Uniform Estimates for the Flow of a Viscous Incompressible Fluid down an Inclined Plane in the Thin Film Regime

TL;DR

This paper rigorously justifies the thin film approximation for viscous incompressible fluid flow down an inclined plane by establishing uniform error estimates between the Navier--Stokes solutions and the approximate equations in the thin film regime.

Contribution

It provides a rigorous mathematical justification of the thin film approximation by deriving uniform estimates for the Navier--Stokes solutions as the aspect ratio approaches zero.

Findings

Established uniform error estimates for Navier--Stokes solutions

Validated the accuracy of the thin film approximation in the thin regime

Provided a rigorous mathematical framework for thin film flow analysis

Abstract

We consider a two-dimensional motion of a thin film flowing down an inclined plane under the influence of the gravity and the surface tension. In order to investigate the stability of such flow, it is hard to treat the Navier--Stokes equations directly, so that a thin film approximation is often used.
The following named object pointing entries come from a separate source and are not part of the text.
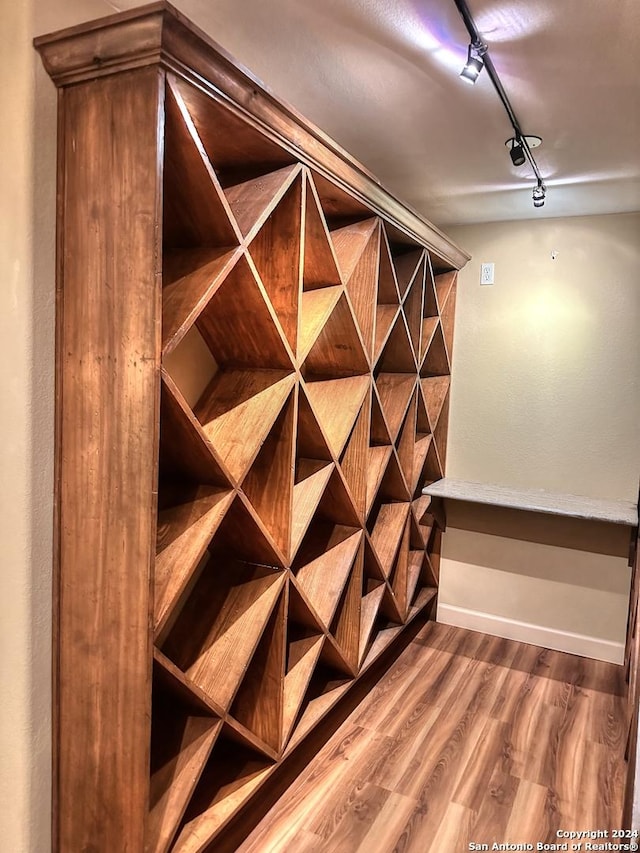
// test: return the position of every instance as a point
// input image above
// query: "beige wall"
(545, 395)
(27, 258)
(546, 373)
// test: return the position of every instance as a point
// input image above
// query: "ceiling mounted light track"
(519, 145)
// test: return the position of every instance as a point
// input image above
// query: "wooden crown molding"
(157, 34)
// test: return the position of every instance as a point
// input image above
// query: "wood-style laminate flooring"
(466, 739)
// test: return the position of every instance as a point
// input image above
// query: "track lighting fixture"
(478, 58)
(475, 61)
(539, 193)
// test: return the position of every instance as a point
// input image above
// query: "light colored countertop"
(573, 506)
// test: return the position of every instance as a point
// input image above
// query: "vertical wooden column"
(108, 326)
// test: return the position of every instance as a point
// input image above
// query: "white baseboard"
(537, 635)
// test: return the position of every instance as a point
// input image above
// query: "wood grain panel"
(109, 347)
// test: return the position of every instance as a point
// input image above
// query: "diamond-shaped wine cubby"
(274, 345)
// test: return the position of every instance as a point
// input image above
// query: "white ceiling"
(381, 78)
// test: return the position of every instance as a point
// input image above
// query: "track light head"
(516, 152)
(539, 193)
(517, 144)
(475, 62)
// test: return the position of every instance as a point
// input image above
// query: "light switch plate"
(486, 273)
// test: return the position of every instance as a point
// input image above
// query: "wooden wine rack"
(253, 381)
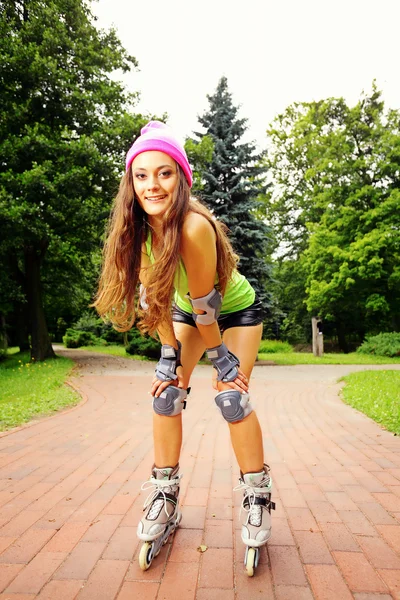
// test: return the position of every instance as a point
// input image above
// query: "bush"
(90, 323)
(143, 346)
(383, 344)
(75, 339)
(274, 347)
(110, 335)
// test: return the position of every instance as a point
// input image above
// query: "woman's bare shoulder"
(196, 225)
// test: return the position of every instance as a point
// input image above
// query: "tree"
(335, 206)
(64, 129)
(231, 183)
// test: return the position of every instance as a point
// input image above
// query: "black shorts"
(252, 315)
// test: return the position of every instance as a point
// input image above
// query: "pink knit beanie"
(158, 136)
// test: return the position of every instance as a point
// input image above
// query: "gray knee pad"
(170, 402)
(233, 405)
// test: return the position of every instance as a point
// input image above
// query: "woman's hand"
(158, 386)
(241, 383)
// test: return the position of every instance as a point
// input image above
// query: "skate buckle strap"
(255, 497)
(157, 491)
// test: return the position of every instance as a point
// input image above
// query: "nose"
(152, 182)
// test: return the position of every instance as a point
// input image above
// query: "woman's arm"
(165, 332)
(199, 254)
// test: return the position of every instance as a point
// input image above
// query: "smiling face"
(155, 177)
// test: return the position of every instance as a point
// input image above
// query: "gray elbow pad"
(211, 304)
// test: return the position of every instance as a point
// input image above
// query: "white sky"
(272, 52)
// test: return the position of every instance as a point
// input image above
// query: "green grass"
(114, 351)
(274, 347)
(307, 358)
(31, 389)
(376, 394)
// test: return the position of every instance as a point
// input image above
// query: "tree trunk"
(41, 347)
(22, 326)
(340, 328)
(3, 333)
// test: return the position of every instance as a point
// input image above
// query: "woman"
(192, 295)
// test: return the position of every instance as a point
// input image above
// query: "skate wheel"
(145, 556)
(251, 556)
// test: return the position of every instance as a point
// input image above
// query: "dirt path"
(70, 494)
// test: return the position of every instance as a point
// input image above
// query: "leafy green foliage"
(375, 393)
(335, 207)
(383, 344)
(74, 338)
(231, 182)
(30, 389)
(65, 124)
(143, 346)
(274, 347)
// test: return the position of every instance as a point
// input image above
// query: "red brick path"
(70, 496)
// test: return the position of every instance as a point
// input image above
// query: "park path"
(70, 495)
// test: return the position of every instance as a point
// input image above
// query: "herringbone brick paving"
(70, 495)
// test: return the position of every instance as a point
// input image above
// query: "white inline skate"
(256, 522)
(162, 515)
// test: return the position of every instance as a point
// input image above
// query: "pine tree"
(231, 184)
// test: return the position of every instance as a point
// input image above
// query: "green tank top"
(238, 294)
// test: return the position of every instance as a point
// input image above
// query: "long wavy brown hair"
(128, 229)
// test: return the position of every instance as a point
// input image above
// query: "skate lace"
(250, 492)
(158, 486)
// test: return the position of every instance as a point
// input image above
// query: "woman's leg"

It is an approximation obtained by the perturbation expansion with respect to the aspect ratio $\delta$ of the film under the thin film regime $\delta\ll1$. Our purpose is to give a mathematically rigorous justification of the thin film approximation by establishing an error estimate between the solution of the Navier--Stokes equations and those of approximate equations. To this end, in this paper we derive a uniform estimate for the solution of the Navier--Stokes equations with respect to $\delta$ under appropriate assumptions.